3. Desvalorización: el daño ya es evidente

En esta fase, el cambio ya no es sutil. Hay ataques más directos a la autoestima, desprecios, humillaciones, distorsión de la realidad. La persona empieza a preguntarse: “¿Qué estoy haciendo mal?”

Aparece la culpa, baja la autoestima y aumenta la ansiedad. Se intensifica la necesidad de aprobación.

4. Descarte: el abandono

Aquí aparece la ruptura pero no siempre de forma clara. Puede ser:

  • silencio
  • desapariciones
  • distancia emocional extrema

La persona se queda en shock.

Con una pregunta constante: “¿Por qué?”

Y este es uno de los puntos donde más se activa la dependencia porque aparece algo parecido a una abstinencia afectiva.

5. Reenganche: el ciclo vuelve a empezar

El agresor reaparece, a veces con gestos intensos, con disculpas ambiguas, sin explicar nada… Y entonces aparece el alivio: “Ya está aquí otra vez”

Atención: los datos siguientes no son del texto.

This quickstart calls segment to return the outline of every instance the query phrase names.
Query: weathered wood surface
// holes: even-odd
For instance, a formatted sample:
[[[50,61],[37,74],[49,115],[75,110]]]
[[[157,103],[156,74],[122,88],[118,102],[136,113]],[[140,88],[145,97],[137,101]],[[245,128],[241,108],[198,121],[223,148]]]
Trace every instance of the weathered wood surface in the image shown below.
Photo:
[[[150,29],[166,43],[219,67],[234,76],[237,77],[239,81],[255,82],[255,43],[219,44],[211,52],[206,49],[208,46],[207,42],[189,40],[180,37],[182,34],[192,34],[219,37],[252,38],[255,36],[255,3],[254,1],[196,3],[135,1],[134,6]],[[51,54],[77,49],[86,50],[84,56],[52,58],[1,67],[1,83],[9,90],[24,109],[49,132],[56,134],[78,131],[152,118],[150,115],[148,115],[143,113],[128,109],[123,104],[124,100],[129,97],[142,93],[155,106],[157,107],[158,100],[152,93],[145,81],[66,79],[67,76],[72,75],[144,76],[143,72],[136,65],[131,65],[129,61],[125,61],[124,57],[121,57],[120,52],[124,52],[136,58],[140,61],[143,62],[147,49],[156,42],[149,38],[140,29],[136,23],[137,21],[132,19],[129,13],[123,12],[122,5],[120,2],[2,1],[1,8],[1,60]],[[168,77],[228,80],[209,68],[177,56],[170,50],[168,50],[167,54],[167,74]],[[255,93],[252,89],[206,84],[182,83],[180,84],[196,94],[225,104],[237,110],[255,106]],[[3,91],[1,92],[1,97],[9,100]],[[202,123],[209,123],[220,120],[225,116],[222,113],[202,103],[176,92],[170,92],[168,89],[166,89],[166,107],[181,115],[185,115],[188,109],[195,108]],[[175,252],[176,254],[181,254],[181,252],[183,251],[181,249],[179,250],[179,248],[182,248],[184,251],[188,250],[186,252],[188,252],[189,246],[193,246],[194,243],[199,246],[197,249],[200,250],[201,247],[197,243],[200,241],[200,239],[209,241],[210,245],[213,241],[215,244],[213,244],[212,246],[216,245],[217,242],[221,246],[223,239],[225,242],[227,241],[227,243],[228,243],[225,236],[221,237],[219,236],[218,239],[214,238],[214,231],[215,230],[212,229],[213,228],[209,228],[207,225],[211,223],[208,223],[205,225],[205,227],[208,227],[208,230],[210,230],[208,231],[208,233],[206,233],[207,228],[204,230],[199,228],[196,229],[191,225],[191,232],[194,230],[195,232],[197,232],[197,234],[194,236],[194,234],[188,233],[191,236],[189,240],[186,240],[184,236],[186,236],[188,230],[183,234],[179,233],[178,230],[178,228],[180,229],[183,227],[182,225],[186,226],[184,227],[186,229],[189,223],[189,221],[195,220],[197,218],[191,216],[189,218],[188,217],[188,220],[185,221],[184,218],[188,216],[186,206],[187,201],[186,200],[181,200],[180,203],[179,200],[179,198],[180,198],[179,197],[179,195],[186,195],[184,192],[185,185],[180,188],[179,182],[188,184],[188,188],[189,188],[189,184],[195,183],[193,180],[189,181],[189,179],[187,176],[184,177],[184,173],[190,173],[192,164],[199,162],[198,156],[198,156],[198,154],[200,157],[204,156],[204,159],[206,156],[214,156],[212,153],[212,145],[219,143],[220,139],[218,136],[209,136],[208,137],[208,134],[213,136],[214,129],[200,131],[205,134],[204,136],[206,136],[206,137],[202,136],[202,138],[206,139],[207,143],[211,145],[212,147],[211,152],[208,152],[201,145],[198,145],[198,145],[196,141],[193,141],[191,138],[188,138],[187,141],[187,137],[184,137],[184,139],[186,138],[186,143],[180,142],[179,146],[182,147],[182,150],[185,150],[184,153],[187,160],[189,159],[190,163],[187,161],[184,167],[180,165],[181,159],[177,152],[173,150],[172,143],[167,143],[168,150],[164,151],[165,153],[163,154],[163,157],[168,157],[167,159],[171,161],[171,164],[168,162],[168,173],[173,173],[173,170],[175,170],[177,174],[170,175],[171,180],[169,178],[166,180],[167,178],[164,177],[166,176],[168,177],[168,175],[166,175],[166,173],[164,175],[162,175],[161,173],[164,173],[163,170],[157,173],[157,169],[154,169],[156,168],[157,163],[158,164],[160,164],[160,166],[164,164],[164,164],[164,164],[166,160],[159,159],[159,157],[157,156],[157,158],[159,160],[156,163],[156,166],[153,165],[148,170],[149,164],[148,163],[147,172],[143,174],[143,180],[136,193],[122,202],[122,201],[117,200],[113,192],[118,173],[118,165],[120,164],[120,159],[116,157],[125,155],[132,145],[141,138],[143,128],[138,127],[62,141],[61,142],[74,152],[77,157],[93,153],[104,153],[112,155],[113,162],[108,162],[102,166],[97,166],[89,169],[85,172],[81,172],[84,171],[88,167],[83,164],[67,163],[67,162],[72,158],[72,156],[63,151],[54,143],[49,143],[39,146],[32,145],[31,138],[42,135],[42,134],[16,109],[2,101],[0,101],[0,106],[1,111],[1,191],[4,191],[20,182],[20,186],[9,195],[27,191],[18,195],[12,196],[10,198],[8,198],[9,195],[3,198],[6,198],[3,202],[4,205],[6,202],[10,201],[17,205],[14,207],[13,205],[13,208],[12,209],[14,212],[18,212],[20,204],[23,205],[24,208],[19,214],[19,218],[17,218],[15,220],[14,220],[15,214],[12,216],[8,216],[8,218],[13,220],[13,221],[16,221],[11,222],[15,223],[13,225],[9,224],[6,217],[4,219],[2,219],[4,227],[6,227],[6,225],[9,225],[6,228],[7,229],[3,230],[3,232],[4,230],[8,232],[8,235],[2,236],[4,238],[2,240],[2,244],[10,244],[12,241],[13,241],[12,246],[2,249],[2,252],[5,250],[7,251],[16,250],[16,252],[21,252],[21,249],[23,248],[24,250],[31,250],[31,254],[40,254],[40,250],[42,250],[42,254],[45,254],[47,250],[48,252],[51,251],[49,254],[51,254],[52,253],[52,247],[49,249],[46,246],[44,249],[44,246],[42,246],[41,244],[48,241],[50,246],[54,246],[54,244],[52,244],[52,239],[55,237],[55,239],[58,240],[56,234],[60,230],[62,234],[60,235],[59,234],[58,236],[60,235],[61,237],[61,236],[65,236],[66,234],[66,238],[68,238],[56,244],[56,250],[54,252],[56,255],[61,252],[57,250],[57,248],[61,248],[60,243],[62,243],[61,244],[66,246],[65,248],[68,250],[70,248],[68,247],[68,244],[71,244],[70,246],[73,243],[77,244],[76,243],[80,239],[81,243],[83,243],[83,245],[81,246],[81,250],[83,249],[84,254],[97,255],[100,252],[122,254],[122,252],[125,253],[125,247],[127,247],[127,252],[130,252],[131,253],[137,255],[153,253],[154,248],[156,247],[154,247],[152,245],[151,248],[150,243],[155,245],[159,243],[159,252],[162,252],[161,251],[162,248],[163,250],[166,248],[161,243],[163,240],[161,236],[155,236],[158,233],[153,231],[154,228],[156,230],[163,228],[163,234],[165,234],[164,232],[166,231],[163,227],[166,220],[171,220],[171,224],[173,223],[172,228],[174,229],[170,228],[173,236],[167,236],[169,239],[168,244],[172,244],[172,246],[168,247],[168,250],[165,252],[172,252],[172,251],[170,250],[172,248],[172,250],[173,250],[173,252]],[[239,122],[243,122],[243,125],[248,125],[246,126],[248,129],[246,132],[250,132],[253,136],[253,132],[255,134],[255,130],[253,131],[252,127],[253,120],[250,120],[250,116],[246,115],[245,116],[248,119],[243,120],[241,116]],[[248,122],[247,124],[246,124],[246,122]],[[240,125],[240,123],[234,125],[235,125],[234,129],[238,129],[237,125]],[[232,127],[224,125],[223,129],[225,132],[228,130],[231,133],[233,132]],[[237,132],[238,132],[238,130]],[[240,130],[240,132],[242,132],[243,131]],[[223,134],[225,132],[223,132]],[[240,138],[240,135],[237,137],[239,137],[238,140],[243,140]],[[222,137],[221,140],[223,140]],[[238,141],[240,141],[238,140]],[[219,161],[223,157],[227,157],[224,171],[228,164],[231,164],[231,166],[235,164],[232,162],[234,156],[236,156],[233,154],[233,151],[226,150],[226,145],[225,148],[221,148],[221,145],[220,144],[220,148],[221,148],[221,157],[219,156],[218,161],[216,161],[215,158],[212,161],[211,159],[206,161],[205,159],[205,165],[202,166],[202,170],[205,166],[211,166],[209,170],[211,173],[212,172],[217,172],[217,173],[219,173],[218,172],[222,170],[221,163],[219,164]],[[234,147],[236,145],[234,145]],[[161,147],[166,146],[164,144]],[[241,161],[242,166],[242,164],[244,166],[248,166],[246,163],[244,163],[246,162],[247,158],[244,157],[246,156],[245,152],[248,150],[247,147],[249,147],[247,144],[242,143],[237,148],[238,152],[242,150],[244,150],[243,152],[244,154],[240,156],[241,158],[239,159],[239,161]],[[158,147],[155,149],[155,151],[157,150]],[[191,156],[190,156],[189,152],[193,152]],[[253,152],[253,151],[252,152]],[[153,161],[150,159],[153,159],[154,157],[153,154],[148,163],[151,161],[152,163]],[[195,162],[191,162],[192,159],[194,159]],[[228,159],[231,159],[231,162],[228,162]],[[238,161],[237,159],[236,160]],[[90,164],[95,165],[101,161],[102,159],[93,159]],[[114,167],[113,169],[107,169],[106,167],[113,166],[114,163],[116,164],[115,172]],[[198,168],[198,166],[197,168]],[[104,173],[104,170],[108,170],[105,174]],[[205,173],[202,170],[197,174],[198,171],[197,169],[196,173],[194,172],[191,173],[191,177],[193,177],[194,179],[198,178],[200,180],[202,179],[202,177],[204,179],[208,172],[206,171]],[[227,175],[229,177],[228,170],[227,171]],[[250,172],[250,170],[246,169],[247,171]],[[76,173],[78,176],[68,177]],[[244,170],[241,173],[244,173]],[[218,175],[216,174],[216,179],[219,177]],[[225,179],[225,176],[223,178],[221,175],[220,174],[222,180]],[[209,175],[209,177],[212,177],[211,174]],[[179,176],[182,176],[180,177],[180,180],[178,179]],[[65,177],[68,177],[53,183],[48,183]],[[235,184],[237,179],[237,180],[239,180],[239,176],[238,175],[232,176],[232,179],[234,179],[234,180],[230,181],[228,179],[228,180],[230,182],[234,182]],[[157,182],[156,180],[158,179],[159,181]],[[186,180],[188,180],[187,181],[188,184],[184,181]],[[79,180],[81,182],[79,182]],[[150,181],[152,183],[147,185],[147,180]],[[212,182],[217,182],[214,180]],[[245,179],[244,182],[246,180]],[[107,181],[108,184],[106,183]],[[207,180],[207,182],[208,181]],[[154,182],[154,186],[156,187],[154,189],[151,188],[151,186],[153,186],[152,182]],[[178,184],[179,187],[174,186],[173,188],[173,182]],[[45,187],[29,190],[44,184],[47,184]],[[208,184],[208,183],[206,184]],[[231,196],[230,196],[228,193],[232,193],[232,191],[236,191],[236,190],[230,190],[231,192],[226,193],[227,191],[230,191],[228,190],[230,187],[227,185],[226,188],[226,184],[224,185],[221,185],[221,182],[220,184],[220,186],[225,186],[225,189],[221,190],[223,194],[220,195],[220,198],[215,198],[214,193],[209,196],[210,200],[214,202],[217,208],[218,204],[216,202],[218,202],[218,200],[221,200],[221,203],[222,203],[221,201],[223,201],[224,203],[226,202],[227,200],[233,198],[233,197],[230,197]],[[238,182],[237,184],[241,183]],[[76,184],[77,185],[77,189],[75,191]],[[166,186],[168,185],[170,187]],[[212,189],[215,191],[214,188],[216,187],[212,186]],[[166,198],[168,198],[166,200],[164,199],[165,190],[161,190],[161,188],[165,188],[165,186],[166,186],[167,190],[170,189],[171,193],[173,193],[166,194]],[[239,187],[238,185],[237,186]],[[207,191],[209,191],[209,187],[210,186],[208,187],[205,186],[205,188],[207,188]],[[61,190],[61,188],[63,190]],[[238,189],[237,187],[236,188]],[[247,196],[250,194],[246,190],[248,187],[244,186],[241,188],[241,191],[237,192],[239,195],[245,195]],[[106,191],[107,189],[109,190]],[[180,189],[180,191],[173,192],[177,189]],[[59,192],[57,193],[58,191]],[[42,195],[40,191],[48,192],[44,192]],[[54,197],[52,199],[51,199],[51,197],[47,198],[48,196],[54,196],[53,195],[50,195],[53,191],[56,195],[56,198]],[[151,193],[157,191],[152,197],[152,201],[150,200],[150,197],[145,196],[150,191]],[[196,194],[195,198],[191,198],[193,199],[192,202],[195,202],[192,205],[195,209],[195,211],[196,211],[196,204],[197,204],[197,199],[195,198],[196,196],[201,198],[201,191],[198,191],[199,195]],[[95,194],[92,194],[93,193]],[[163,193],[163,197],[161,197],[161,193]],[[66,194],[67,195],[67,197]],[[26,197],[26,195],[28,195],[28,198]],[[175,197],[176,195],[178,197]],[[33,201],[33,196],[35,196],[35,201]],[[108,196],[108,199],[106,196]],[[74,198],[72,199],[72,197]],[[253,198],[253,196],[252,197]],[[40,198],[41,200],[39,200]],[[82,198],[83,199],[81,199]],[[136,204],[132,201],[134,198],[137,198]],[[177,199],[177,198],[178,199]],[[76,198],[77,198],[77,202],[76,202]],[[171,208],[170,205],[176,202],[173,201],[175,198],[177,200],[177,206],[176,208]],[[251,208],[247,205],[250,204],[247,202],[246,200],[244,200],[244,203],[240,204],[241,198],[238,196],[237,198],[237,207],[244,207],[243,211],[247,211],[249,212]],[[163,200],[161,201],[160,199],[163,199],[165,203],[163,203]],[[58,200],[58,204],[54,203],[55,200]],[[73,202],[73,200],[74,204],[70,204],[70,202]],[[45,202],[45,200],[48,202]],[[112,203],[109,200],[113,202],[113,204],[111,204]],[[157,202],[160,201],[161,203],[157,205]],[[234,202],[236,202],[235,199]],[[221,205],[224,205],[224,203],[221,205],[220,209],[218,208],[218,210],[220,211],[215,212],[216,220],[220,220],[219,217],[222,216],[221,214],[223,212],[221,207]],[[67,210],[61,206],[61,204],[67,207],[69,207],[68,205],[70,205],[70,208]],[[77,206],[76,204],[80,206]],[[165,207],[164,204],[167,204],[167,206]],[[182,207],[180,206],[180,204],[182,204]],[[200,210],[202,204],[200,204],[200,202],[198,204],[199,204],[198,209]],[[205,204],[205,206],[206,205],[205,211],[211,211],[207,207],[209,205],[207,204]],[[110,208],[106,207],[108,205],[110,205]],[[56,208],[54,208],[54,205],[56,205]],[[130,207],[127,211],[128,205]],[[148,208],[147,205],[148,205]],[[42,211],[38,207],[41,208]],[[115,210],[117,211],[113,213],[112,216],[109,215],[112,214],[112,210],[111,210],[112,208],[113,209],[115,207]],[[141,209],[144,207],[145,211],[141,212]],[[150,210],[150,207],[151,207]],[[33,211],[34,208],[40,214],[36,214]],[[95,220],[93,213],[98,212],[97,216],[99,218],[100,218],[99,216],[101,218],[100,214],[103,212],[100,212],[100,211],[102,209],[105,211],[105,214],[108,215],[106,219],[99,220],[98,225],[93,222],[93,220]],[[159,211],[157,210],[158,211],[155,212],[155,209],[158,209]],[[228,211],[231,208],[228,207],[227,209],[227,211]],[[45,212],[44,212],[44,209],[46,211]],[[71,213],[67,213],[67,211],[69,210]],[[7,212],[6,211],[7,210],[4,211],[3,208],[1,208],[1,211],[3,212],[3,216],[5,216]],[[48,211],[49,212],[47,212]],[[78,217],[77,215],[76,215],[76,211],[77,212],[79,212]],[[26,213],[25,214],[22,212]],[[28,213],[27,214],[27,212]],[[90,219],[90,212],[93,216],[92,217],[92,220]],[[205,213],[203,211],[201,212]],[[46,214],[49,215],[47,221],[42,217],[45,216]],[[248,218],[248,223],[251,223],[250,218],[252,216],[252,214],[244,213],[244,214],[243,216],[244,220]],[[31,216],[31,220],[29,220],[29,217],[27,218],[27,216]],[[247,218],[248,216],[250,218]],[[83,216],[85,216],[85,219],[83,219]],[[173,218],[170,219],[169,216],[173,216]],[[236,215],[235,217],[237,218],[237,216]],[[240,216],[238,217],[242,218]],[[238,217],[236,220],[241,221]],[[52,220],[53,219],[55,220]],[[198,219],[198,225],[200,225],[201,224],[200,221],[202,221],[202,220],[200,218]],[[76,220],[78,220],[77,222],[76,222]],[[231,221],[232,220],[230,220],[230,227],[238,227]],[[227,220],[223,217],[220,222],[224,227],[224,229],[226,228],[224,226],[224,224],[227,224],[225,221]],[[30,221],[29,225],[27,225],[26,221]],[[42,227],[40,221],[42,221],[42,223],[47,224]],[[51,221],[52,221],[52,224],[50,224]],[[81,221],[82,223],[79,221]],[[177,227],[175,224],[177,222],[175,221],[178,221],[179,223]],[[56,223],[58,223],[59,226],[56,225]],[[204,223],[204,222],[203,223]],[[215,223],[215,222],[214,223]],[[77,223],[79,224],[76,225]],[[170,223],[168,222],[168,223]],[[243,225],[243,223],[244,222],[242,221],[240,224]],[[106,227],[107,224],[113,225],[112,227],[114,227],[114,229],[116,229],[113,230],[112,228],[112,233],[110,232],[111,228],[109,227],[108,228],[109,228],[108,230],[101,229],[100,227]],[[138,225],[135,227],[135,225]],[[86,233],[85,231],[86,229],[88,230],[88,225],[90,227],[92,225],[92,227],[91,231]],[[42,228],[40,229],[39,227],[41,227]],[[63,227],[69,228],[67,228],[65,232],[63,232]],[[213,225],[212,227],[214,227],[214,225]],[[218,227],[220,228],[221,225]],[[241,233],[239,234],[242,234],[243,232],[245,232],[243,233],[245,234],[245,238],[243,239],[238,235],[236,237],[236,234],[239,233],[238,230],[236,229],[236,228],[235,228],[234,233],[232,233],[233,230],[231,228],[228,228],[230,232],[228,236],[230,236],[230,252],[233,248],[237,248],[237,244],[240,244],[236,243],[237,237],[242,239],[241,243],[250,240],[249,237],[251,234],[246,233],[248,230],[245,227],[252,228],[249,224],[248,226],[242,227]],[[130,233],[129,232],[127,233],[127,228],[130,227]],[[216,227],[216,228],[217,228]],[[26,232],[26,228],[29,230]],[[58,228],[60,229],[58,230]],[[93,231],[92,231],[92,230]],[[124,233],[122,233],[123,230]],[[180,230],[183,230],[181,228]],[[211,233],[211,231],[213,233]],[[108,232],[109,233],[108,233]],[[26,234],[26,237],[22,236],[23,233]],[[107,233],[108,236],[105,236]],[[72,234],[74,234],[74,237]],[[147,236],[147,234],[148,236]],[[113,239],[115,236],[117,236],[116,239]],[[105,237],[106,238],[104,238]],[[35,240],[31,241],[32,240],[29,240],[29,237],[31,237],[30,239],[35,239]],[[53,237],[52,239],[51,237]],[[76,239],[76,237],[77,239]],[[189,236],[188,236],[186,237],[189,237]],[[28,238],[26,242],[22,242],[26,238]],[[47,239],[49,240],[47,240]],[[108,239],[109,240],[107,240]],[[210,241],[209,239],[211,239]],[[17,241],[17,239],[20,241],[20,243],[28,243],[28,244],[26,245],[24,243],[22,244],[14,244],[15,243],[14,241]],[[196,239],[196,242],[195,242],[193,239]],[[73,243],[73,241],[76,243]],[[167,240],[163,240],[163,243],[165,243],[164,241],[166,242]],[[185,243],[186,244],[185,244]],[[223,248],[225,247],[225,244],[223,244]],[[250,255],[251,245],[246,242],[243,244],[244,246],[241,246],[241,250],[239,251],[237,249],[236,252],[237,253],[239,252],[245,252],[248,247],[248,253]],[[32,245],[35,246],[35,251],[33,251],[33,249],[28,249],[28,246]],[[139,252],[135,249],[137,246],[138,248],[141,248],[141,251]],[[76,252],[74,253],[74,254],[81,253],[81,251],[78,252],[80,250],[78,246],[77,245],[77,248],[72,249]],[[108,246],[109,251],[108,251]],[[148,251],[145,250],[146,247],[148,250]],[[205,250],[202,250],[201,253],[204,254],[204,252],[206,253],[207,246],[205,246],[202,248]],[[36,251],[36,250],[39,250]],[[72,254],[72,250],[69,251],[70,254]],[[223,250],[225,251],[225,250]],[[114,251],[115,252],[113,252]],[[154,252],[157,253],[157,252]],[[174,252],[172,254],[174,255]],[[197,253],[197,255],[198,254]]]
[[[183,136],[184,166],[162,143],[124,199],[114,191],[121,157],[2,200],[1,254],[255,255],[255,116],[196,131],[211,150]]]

Aunque en el fondo, la persona sabe que no va a cambiar, auqnue esa intuición se desoye. ¿Por qué? Porque aceptar la realidad implicaría renunciar a la ilusión, y eso es muy difícil.

El verdadero problema: el ciclo

El problema no es solo lo que ocurre en cada fase, el problema es el ciclo. Cómo cada fase alimenta la siguiente, cómo la ilusión, la confusión, el dolor y el alivio se van alternando hasta generar un vínculo muy difícil de romper.

Para salir, hay que hacer algo muy difícil

Hay una frase que puede resultar incomoda aunque resume bien este proceso:

Hay que matar la ilusión para poder construir esperanza.

Y esto aunque no es sencillo, ES POSIBLE. Piensa que esa ilusión ha sostenido muchas cosas, pero también es lo que mantiene el ciclo.

Para la reflexión

¿En qué momento empezaste a justificar lo que antes no habrías aceptado?

¿Y qué parte de ti sigue esperando que esta vez sea diferente?